As it turns out, the Newlib-provided memcpy() we have backing the C standard library in our SH GCC toolchains is slow AF. This impacts not only our Grand Theft Auto 3 and Vice City ports, but also Doom64, Mario Kart 64, WipeOut, and virtually every homebrew game or port that uses KallistiOS!
Just have a look at the benchmark results on the left to see just how shittily it performs. The benchmarker invokes a series of memcpy() implementations over an increasingly large buffer window with compile-time configurable alignments. Each iteration initializes the source buffer with a series of randomly generated numbers and clears the destination buffer before clearing both the data and icaches for each run.
During the run, the performance counters on the SH4 CPU are used to record cycle-accurate timing for each memcpy() invocation, which is then validated after the run for correctness. There are also large buffers located before and after the destination buffer, which are scanned for any stray/out-of-boundary writes after each iteration.

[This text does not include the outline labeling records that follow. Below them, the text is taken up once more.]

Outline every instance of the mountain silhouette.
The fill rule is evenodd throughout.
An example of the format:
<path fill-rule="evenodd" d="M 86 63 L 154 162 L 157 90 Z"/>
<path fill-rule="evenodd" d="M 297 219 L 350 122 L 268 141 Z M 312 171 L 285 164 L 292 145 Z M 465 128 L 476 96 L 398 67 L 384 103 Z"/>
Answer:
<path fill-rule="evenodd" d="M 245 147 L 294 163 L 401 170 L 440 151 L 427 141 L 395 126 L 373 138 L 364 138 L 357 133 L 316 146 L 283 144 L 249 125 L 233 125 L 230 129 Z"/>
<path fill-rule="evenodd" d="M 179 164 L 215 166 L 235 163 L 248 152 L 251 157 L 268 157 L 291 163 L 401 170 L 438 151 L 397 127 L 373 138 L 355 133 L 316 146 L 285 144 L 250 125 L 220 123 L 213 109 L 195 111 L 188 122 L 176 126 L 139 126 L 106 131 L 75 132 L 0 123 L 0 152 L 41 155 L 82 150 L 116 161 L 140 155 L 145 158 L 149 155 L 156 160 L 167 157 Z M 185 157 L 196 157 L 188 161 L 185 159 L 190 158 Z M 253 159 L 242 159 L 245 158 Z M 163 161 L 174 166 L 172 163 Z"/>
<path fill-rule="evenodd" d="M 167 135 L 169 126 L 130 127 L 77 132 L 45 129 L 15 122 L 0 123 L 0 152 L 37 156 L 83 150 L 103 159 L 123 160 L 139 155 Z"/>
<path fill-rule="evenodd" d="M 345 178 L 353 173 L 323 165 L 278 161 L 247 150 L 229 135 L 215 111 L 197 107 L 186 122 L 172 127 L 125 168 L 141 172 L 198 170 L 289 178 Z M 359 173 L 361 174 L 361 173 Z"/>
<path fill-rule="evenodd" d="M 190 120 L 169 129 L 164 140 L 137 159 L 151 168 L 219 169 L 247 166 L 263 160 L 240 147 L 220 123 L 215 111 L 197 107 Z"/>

ANYWAY, what you're seeing in the benchmark output is the performance of my custom 1, 2, 4, 8, and 32-byte aligned memcpy() variants, which are highly optimized for specific use-cases, as well as the result of "memcpy_gainz()" which is the generalized form which attempts to call into the fastest of these specialized forms.
Meanwhile, "memcpy_fast()" is a routine we found on the internet many years ago from STMicroelectronics which has impressive speeds, but has an LGPL license, which prevents us from statically linking to it in closed-source commercial games.

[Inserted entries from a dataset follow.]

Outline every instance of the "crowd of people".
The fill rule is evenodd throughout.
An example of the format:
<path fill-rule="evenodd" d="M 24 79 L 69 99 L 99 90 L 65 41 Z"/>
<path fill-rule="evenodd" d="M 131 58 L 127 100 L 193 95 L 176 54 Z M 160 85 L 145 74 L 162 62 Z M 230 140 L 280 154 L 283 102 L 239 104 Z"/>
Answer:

Finally, "memcpy()" is the C standard library routine that ships with our toolchains... and as you can see... It runs like absolute, total, and complete shit. Somehow, at a pathologically best-case alignment of 32-bytes with 1024-byte copy requests, the damn thing manages to be slower than "memcpy1()" which is a simple for loop in vanilla C that could've been written by a total newbie that just copies the source buffer to the destination buffer one byte at a time...
So basically all of the bazillion things that are using memcpy() in our software in the Dreamcast community, including everything ranging from copying strings or vertices to transferring packets to and from the layers of our network stack, is all taking a massive performance hit due to us having a shitty memcpy() implementation.

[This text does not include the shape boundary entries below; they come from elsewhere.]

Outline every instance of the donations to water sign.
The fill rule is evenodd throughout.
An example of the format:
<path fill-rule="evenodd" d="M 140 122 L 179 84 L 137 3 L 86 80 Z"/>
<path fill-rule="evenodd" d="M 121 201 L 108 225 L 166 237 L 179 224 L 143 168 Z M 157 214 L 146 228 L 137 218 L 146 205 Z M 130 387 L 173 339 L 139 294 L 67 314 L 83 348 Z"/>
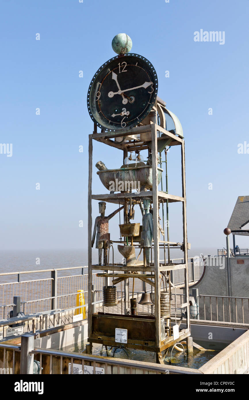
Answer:
<path fill-rule="evenodd" d="M 121 328 L 115 328 L 115 342 L 119 343 L 127 343 L 127 330 Z"/>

After I discovered this, I embarked on a quest to take my specialized memcpyN() routines and see if I could use them as the basis for a generalized memcpy() routine to leverage. This is how "memcpy_gainz()" was born.
Unfortunately I was on my own for this quest, as every single resource that I found for writing optimal memcpy() routines was targeted at platforms which support unaligned memory accesses. Such platforms require a fundamentally different approach from the one taken for SuperH and other RISC processors without such support.
Rather than simply falling back to unaligned memory accesses, my routine attempts to align the destination buffer to 32-byte cache line boundaries where it can call into one of the fast specialized routines depending on the relative alignment of the source buffer. Then it simply does byte-by-byte unaligned copying for any bytes before or after the cache line boundaries.
At this point in time, I'm happy to say that for all alignment types I am beating even our fast_memcpy() implementation for transaction sizes larger than 32 bytes and smaller than 8KB. There's still plenty of work to do for both tiny and massive sizes, but I'm stoked to see what people do with the extra cycles once this is done!